The repercussions of this abundance are enormous. The promise of going into the 2030s with a net-zero guarantee reshapes every sector and every ambition. Then there are the immediate, tangible effects: households and businesses that can afford their bills; Geopolitics is no longer hostage to tyrannical rulers rich in oil and gas.
So the question is, how have we allowed a sense of hardship and doom to define our energy debate, when we are on the brink of an entirely new future? We are suffering in part from a collapse of trust in institutions and government. It is really hard to imagine constructive, far-sighted decisions coming from an administration whose primary priority is to eradicate anxiety in higher education. Rishi Sunak might even have woken up by mentioning the sounds of cheap, boundless energy.
However, the reason closest to our illness is that advances in renewables are not reflected in our energy prices, which are determined by the price of gas. The UCL report noted that fossil fuels determine the price of electricity most of the time, at much higher levels than green sources make up at least half of the load: so renewables could get cheaper and more efficient, and we won. You don’t feel it in our bills. Energy markets should be divided into clean energy and fossil energy.
Finally, there is the drumbeat of despair that even when inflation subsides, even after the war in Ukraine is over, high energy prices are here to stay. Oil and gas companies, bemoaning the unexpected taxes and green investments required of them, predict high, if less volatile, prices forever. “We need to treat energy as something that isn’t abundant,” Anders Oppedal, CEO of Norwegian state oil producer Equinor, said this week.

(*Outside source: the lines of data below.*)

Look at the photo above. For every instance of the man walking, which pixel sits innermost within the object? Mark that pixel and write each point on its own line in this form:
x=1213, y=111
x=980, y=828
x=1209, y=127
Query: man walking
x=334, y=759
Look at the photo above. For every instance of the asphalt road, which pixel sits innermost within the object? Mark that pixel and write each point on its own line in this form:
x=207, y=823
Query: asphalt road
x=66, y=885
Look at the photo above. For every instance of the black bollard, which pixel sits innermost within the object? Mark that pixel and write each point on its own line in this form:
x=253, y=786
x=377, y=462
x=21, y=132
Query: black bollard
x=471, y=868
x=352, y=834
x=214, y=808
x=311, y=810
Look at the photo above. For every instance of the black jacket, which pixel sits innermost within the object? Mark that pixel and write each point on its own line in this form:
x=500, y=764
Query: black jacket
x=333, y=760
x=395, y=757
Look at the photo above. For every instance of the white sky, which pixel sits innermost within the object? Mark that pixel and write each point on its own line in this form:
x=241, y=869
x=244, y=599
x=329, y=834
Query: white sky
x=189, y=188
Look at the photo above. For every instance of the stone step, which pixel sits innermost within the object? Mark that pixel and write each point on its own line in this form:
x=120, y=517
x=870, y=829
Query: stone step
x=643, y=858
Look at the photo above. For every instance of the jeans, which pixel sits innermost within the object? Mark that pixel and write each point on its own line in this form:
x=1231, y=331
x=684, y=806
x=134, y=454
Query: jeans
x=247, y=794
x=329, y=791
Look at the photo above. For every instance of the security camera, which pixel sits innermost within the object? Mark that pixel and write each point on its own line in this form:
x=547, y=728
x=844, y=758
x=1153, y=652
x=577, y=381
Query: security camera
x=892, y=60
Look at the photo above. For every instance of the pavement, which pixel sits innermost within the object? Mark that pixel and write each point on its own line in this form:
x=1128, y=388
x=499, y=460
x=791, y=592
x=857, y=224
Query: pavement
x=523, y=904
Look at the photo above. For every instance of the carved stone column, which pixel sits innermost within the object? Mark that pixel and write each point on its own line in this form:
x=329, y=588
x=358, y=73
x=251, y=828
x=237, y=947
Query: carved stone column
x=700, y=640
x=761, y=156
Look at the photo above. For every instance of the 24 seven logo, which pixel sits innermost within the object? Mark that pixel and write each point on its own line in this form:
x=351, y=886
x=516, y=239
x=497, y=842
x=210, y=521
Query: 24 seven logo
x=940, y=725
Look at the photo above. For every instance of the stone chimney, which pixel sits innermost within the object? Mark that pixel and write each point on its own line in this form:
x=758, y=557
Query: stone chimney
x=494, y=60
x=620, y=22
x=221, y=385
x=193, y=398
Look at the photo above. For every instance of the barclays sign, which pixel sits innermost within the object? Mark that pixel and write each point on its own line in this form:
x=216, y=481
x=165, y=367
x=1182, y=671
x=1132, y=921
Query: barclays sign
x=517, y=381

The irony is staggering: the fossil fuel industry is putting its troubles on the green investments that are really our only salvation. And conservative politicians and commentators parrot them, with a mixture of lobbyists and lack of imagination, which can be impolite to discriminatory. We will not realize the magnitude and the greatness of the Green Revolution until we treat the vested interests that do not dismiss them with the scepticism they deserve: and we need to internalize them, if we are going to achieve them.